Le nouveau ministère du Développement veut faire oublier la Françafrique.

Publié le 31 mai 2012 sur OSIBouaké.org

Libération - 17 mai 2012 - par Thomas Hofnung

C’est l’une des surprises du premier gouvernement du quinquennat de François Hollande : exit le ministère de la Coopération, place au ministère du Développement ! Un glissement sémantique qui n’est pas anodin. « Le terme de coopération était trop marqué Françafrique », concède un haut fonctionnaire. « Il y avait une notion un peu condescendante dans ce vocable, ajoute un diplomate. Le développement, c’est l’idée d’un partenariat mutuellement profitable. » On est très loin des propos tenus, en juin 2008, par un ancien titulaire de la Coopération, le sarkozyste Alain Joyandet.
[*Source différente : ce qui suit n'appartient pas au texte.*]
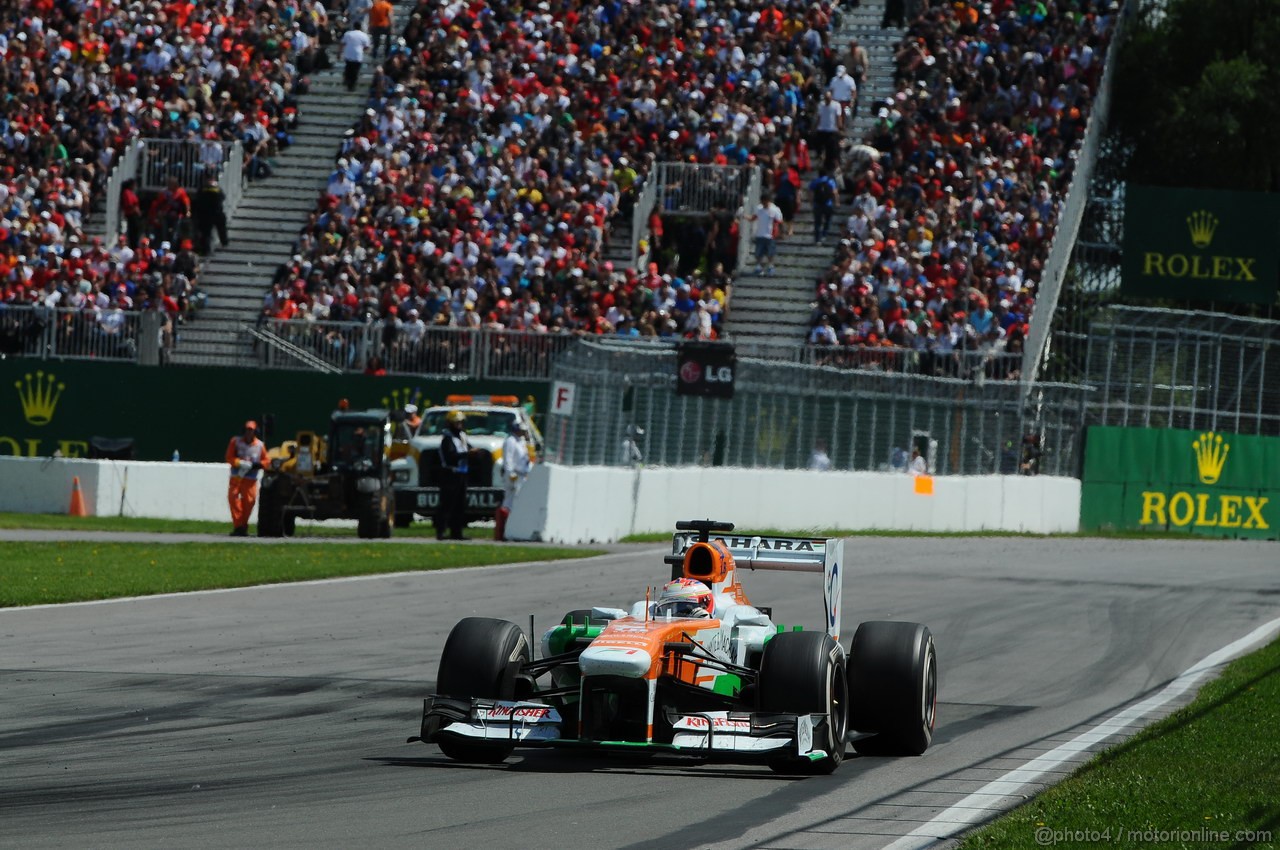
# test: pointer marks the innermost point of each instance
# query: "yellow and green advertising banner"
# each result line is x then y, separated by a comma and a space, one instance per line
1206, 483
49, 406
1201, 245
Ce dernier déclarait à Libération : « On veut aider les Africains, mais on veut que cela nous rapporte. » Durant la campagne, les observateurs avaient noté dans l’entourage du candidat Hollande la présence de William Bourdon, l’avocat et fondateur de l’association Sherpa, à l’origine de l’enquête sur les biens mal acquis.

Emoi. Deuxième surprise : le nom du ministre délégué au Développement. C’est le vert Pascal Canfin, un député européen de 37 ans, qui a été choisi pour succéder à Henri de Raincourt, plutôt que le socialiste Kader Arif ou le sénateur communiste Robert Hue. Le premier, qui était justement chargé de ces questions dans l’équipe de Hollande, atterrit finalement aux Anciens combattants…
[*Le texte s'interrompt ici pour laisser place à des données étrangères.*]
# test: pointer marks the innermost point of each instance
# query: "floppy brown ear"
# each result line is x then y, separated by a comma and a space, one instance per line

Pascal Canfin n’est pas un spécialiste du développement. Ancien journaliste au magazine Alternatives économiques, il s’est surtout fait connaître par ses travaux sur la spéculation financière, les banques et l’économie verte. Durant la campagne d’Eva Joly, il a défendu un « projet de budget alternatif » conçu comme un « new deal écologique et social ». « Vu son profil, on peut imaginer qu’il sera notamment chargé de mettre en place la taxe sur les transactions financières », pronostique un ancien de la « Coopé ».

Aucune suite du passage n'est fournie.